Hadoop

Hadoop

Intermediate

The Hadoop open-source software framework is widely used for reliable, and scalable distributed computing on a cluster of machines.

This competency area includes implementing advanced parallelism, implementing Counters, performing basic queries and subqueries in Hive, among others. 

Key Competencies:

  1. Implement advanced parallelism in MapReduce using a Combiner - Difference between a reducer and a combiner, using custom writable data types. Applicable for Developer.
  2. Use Partitioners to control the number of reducers - Configure the right partition based on the use case. Applicable for Developer.
  3. Implement Counters - To log mapper and reducer statistics, customize statistics using counters in code. Applicable for Developer.
  4. Configure Map, Shuffle/Reduce, and Job parameters - Optimize disk space, memory, and other resource usages. Applicable for Administration, Developer.
  5. Configure High Availability for the namenode using QJM - Configure machines to run the JournalNodes for HA. Applicable for Administration, Developer.
  6. Install and set up Hive for data warehousing with Hadoop - Set up Hive to work with a Hadoop installation.

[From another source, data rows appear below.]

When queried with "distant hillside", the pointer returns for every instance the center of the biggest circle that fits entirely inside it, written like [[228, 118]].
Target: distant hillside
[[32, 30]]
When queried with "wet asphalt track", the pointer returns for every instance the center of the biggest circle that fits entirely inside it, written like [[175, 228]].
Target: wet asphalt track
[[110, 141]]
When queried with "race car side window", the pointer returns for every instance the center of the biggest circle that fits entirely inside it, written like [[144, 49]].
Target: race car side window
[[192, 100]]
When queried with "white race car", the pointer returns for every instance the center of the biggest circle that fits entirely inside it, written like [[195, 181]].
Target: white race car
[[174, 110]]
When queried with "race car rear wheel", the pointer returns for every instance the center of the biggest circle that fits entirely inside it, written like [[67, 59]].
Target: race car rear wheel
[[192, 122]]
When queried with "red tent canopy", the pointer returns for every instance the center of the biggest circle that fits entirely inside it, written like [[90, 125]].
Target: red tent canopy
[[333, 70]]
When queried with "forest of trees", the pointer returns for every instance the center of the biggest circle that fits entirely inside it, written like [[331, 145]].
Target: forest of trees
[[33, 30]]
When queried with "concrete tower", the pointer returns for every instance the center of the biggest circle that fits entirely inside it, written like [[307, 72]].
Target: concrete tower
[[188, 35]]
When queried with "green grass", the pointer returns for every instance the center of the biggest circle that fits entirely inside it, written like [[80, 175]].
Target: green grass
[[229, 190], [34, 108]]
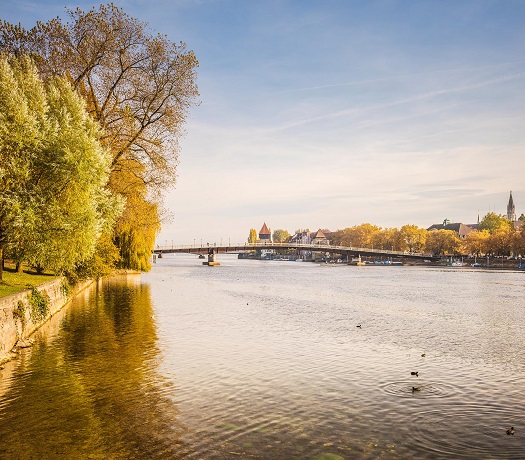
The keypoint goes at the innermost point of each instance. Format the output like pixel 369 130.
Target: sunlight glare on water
pixel 257 359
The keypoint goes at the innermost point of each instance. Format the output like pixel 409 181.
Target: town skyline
pixel 335 114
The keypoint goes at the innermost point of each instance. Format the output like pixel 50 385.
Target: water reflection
pixel 264 360
pixel 92 391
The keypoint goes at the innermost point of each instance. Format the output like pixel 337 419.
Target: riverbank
pixel 22 313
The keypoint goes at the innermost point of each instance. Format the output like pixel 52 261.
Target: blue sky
pixel 328 114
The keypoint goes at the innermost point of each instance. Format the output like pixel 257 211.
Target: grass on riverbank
pixel 13 282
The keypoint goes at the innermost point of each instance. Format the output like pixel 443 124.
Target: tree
pixel 252 237
pixel 54 201
pixel 442 242
pixel 281 236
pixel 390 239
pixel 500 241
pixel 413 237
pixel 22 118
pixel 139 87
pixel 476 243
pixel 493 222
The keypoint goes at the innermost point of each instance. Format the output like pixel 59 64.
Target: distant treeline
pixel 496 235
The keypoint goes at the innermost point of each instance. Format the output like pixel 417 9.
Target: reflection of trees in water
pixel 95 392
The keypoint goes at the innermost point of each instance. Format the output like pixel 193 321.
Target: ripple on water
pixel 471 431
pixel 423 390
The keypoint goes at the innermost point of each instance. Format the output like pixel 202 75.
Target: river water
pixel 264 360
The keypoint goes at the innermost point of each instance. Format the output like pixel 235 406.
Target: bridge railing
pixel 298 246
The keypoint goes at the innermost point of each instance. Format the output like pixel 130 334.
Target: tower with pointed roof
pixel 265 234
pixel 511 209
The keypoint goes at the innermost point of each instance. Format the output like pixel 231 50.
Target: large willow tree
pixel 53 171
pixel 138 85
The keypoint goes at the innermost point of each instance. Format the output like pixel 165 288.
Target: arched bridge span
pixel 346 251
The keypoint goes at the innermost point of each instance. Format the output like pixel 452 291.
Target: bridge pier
pixel 211 259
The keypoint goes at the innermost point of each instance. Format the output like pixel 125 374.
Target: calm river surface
pixel 263 360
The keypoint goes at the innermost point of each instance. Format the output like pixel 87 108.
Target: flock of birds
pixel 510 431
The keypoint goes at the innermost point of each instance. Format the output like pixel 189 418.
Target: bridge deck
pixel 342 250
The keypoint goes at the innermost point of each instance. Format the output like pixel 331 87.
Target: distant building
pixel 461 230
pixel 265 236
pixel 319 238
pixel 511 209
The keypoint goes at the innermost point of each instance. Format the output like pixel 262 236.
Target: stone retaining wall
pixel 18 323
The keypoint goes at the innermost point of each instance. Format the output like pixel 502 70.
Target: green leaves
pixel 53 172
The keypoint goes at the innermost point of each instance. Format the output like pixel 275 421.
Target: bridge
pixel 346 251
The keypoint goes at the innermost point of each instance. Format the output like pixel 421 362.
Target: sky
pixel 332 113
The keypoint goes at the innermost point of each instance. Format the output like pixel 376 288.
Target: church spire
pixel 511 209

Applicable for Operations, Developer.
  7. Perform basic queries and subqueries in Hive - Run basic queries using the Beeline or HCatalog CLI. Applicable for Analyst, Developer.
  8. Execute windowing and analytic functions and aggregations in Hive - Perform joins, window operations, grouping, rollup. Applicable for Analyst, Developer.
  9. Configure Hadoop Ozone for Object Storage with Hadoop - Work with Ozone using the command line and programming libraries. Applicable for Operations, Developer.